Rumeli'nin neredeyse tamamının yitirilişiyle noktalanacak bir bozgun yaşanması, Yeşilköy'de karargah kuran galip Grandük Nikola'nın Dolmabahçe rıhtımında törenle karşılanıp II. Abdülhamid'le görüşmesi, payitaht halkını korkuya boğmuş; dondurucu kış soğuğunda Balkan göçmenleri İstanbul'a akarken, İstanbullular da Anadolu'ya göçmeye başlamışlardır. Facia sürerken II. Abdülhamid, savaş koşullarını gerekçe gösterip 13 Şubat 1878'de Meclis-i Meb'usan'ı kapatmıştır.

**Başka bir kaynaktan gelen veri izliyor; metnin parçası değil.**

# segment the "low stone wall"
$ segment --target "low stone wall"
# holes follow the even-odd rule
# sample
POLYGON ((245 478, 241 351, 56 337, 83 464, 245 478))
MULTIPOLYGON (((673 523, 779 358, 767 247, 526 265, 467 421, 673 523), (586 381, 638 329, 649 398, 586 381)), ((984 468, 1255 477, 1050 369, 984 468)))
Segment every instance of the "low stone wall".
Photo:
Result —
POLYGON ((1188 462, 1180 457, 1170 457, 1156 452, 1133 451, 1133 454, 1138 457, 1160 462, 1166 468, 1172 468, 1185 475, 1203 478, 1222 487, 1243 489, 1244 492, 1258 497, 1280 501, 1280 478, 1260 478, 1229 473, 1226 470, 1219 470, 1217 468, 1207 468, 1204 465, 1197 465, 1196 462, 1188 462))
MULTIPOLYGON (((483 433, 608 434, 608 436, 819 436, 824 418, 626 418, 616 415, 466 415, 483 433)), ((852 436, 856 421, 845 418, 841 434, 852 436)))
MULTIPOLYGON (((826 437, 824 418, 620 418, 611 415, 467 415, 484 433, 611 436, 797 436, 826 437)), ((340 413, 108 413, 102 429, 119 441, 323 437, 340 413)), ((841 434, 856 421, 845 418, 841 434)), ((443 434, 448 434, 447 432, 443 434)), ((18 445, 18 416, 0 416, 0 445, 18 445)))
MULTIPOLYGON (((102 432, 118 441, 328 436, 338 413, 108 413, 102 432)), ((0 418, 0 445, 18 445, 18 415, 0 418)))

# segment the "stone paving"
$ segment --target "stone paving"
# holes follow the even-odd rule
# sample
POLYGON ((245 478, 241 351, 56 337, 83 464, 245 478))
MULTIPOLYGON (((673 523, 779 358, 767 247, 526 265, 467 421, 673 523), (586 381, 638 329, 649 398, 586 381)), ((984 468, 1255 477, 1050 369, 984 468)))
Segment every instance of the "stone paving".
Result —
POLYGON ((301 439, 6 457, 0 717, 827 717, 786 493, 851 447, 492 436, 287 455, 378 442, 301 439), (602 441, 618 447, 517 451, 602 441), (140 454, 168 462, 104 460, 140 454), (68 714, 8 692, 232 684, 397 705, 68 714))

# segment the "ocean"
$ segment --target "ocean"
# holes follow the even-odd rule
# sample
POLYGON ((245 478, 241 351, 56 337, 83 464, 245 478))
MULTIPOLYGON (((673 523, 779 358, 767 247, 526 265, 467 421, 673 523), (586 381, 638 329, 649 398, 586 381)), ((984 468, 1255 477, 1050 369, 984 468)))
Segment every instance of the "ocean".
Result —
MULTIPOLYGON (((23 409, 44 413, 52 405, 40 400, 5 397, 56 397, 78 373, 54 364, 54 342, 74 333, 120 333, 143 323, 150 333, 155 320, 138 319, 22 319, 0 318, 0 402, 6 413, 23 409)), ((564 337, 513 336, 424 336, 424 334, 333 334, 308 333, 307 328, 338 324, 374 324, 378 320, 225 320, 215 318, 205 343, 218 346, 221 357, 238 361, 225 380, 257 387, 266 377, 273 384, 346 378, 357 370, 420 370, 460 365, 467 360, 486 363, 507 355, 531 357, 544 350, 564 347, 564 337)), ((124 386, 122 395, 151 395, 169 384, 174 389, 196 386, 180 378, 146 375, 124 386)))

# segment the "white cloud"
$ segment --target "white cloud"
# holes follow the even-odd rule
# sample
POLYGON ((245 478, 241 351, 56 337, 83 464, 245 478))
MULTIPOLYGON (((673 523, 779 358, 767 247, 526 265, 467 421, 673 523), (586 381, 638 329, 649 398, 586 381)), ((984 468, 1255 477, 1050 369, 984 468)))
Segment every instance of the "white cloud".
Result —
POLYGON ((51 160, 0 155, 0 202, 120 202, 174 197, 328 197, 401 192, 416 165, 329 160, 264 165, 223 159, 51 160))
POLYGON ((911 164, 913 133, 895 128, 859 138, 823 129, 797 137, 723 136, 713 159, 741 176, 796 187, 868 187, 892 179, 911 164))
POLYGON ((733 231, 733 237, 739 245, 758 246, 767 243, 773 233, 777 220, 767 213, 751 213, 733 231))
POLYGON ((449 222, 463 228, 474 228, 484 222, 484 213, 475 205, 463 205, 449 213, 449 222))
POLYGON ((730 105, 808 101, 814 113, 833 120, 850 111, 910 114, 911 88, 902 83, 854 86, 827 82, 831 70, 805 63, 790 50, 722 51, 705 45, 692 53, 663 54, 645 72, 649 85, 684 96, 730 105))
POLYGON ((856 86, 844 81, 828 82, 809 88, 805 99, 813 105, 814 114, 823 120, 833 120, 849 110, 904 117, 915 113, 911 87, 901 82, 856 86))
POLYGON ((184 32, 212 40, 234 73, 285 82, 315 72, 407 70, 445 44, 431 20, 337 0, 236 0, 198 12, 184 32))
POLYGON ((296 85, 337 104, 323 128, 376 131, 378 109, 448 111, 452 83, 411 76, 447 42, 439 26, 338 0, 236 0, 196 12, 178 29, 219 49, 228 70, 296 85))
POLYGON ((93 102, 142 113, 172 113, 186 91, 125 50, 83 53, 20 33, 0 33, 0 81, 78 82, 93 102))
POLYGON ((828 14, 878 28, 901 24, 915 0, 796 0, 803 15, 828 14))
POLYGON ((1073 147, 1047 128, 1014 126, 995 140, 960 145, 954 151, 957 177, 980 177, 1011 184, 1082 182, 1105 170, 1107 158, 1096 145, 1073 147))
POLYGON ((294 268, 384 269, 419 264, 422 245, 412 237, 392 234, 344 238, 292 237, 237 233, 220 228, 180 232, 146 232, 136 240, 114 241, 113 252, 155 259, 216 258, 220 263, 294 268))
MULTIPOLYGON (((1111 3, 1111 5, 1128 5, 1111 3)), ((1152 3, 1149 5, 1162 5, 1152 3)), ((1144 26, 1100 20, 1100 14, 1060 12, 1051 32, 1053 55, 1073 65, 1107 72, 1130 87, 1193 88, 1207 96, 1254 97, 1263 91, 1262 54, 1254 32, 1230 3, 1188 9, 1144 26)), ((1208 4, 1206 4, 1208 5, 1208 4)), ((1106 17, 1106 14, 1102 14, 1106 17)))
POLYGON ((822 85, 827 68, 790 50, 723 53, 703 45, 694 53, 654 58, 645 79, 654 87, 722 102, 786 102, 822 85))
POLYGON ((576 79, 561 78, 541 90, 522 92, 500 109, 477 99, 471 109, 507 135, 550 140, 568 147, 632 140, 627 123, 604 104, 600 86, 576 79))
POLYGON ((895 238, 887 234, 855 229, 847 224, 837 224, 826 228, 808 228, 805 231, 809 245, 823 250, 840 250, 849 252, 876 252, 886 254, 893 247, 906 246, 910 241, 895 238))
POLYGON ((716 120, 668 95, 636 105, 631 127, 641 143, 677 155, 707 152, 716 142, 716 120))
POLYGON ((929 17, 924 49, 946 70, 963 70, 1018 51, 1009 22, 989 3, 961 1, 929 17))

İzleyen günlerde Süleyman Paşa, dağılan birlikleri Filibe'de toplamaya çalışırken Rus tümenlerinin Edirne'ye girdiği haberi ve " Gavur geliyor!" sadalarıyla, bitkin ve aç askerler de şuursuz bir kaçışa yönelmişler; Kazaklar, asker-sivil demeden, yetiştikleri kafileleri kılıçtan geçirmişlerdir. Zağra Müftüsü Hüseyin Raci Efendi, o günlerin kıyım ve kırımlarını özetle şöyle anlatır:
"Ahali zaten ürkmüş ve tetik üzerinde bulunur olduğundan, düşmanın İşve ve Hamidli geçitlerinden tecavüz ettiği gün, araba ve hayvanları ile, bunları bulamayanlar ise yayanca, Zağra ve Çırpan üstünden kaçmaya başladılar. Yardımcı askerler dahi dağıldı. Bu firari askerler Çırpan, Eski Zağra, İzlâdi ve Karlova taraflarından yollara dökülen binlerce muhacire bir kat daha dehşet verdiler. Kabacık ve Sekbanlı istasyonlarına mahşer gibi toplanmış, karlar üstünde şimendifer bekleyen biçare ahali bu korkuyla Edirne'ye ve Kırcaali dağlarına yürüdüler. Yollarda ve istasyonlarda terk olunan kıymetli eşyaların, at ve hayvanların hesabı yoktu. Evlâdını taşıyamayanların, 'Araba getirip sizi alacağız!' diye aldatıp bıraktıkları masumlar karlar üstünde bekleşe kalmışlardı. Herkes can derdine düştüğünden, geriden gelip faciayı görenler de bir âhı teessüfle yanlarından geçip giderlerdi. Ruslardan kaçan yüz binlerce ahali, sel önündeki çer çöp gibi, imkân nereye müsait olursa o tarafa akıp gitmekte, ana baba evladını ve evlat ana babayı terk etmekte, o şiddetli kışta kırlarda kar üstünde yatmaktaydılar. Her işin tedbirinde noksanlık olduğu gibi, muhacirlerle dolu katarlar haftalarca yollarda tutuldu ve birçokları öldü. Mütareke görüşmeleri için hususi trenle Kızanlık'a hareket eden Server ve Namık paşalar muhacirlerin dehşet verici manzarasını görmemek için trende gizlenmeye mecbur olmuşlardı. Diğer yandan Moskof orduları her taraftan Edirne'yi kuşatmış; öncüleri ise Çatalca'ya erişmişlerdi. Bunlar, yetiştikleri muhacirleri soyarak vahşetle katlettiler. Yollarda soğuktan donarak, kalabalık yüzünden vagonlardan dökülerek ölenler de sayısızdı."